Quenching of tryptophan fluorescence by the active-site disulfide bridge in the DsbA protein from Escherichia coli.

The disulfide oxidoreductase DsbA is a strong oxidant of protein thiols and required for efficient disulfide bond formation in the bacterial periplasm. The enzyme consists of a thioredoxin-like domain and a second, alpha-helical domain which is inserted into the thioredoxin motif. Reduction of the active-site disulfide in the thioredoxin domain causes a more than 3-fold increase in tryptophan fluorescence. However, both tryptophan residues of the protein, W76 and W126, are not in contact with the disulfide and located in the alpha-helical domain. Analysis of the variants W76F and W126F revealed that the fluorescence of W126 is fully quenched in every redox state of DsbA. W126 is also a sink for nonradiative energy transfer from W76. In oxidized DsbA, W76 is quenched by an intramolecular, dynamic quenching process which involves energy transfer from W76 via F26 to the disulfide.
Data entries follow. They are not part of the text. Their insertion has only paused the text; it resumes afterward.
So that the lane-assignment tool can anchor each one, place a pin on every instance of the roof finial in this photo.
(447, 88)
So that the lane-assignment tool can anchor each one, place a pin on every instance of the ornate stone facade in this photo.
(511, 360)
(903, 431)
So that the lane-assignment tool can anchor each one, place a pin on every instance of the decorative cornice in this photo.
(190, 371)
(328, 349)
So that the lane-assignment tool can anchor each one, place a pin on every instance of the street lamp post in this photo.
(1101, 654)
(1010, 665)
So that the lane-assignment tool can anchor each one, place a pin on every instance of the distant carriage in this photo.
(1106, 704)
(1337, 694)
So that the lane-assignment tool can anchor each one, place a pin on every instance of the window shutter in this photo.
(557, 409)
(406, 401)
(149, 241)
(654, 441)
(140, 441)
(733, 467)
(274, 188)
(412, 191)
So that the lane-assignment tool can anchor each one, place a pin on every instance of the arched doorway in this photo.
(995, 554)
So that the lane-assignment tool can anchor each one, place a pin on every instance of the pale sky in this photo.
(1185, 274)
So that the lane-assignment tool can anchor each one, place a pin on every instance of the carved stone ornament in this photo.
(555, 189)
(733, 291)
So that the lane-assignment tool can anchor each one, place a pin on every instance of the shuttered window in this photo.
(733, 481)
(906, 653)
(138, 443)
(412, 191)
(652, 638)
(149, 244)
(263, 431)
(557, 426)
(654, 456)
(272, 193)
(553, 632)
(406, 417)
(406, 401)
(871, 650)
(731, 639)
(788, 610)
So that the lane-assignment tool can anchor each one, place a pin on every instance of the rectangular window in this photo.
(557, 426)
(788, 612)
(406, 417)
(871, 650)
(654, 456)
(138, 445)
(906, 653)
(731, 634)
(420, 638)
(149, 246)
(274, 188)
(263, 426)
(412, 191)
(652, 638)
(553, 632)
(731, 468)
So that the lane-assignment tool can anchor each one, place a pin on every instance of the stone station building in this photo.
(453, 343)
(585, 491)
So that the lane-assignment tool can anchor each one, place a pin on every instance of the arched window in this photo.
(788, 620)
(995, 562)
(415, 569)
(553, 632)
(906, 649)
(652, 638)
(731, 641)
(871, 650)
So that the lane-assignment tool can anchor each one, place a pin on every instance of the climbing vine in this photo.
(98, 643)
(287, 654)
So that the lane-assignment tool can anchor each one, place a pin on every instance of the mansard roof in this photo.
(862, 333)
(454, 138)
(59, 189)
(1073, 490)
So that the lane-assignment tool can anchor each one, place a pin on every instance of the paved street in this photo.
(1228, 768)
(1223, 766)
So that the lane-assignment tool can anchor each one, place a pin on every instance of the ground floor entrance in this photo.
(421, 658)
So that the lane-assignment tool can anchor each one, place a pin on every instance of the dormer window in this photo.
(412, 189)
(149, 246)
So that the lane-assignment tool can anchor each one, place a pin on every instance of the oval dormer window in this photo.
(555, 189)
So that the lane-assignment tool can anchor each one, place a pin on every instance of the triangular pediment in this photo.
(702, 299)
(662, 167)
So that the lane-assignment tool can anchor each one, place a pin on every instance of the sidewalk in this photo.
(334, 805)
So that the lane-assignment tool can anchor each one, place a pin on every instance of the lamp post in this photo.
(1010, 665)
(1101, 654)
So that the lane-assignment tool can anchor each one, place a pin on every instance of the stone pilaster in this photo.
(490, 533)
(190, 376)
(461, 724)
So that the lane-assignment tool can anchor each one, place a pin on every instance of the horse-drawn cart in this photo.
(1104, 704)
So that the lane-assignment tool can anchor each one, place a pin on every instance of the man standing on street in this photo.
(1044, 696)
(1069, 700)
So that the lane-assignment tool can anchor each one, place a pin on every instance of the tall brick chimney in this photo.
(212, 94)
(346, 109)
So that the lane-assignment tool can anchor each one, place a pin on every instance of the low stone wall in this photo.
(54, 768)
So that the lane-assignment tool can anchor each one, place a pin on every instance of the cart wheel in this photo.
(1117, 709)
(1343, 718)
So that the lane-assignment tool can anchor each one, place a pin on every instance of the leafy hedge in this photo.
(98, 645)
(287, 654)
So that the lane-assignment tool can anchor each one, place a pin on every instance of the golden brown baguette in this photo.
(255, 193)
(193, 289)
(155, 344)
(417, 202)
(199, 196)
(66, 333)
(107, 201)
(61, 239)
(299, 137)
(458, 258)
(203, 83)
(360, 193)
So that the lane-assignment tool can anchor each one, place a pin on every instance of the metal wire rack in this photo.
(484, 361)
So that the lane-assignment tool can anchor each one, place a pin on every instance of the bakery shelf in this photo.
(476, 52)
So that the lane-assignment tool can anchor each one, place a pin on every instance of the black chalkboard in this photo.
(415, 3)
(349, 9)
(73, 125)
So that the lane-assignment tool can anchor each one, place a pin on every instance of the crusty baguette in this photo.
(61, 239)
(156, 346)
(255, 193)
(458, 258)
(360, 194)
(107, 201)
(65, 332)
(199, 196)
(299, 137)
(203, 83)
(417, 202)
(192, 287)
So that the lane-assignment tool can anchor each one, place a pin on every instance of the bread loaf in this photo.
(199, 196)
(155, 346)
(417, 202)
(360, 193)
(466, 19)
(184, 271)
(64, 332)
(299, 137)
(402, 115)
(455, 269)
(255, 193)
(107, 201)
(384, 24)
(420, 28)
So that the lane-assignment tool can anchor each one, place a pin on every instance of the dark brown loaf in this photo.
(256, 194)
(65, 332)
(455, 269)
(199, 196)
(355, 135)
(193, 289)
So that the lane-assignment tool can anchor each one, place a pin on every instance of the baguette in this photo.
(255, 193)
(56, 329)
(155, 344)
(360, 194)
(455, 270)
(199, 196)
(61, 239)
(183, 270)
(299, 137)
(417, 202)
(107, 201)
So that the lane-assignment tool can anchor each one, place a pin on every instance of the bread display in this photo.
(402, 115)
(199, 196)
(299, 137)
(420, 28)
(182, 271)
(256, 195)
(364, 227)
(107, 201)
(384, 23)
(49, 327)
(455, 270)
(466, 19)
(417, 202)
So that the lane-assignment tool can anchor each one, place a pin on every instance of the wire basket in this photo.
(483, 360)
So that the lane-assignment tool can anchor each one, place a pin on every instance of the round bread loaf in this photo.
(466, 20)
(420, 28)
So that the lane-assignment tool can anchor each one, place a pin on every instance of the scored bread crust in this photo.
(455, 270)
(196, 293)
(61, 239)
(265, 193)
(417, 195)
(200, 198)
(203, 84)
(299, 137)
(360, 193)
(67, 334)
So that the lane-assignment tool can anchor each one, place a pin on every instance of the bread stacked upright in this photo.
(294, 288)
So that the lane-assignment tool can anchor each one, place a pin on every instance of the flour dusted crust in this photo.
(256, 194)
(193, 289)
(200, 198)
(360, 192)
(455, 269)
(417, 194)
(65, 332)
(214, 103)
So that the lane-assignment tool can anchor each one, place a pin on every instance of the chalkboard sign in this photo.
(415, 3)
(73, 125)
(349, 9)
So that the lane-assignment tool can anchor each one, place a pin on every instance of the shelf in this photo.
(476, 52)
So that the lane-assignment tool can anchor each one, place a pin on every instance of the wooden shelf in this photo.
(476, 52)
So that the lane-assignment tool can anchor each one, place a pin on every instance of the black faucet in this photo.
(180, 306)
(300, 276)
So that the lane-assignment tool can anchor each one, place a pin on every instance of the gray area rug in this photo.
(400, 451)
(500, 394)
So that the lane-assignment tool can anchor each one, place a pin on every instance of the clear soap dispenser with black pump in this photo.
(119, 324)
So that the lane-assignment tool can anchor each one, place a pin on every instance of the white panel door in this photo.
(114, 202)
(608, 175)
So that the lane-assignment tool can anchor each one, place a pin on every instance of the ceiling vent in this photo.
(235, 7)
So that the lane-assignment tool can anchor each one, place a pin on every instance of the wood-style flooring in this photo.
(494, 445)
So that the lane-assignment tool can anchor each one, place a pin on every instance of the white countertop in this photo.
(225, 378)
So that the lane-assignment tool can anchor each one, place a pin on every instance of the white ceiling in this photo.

The contributions of the disulfide bridge and the tryptophan residues to the near-UV CD spectra were also quantified. Analysis of the thermodynamic stabilities of the variants W76F and F26L revealed that the interdomain contact between W76 and F26 strongly contributes to the overall stability of DsbA, and selectively stabilizes its oxidized form. The DsbA variant F26L is the most oxidizing disulfide oxidoreductase known so far.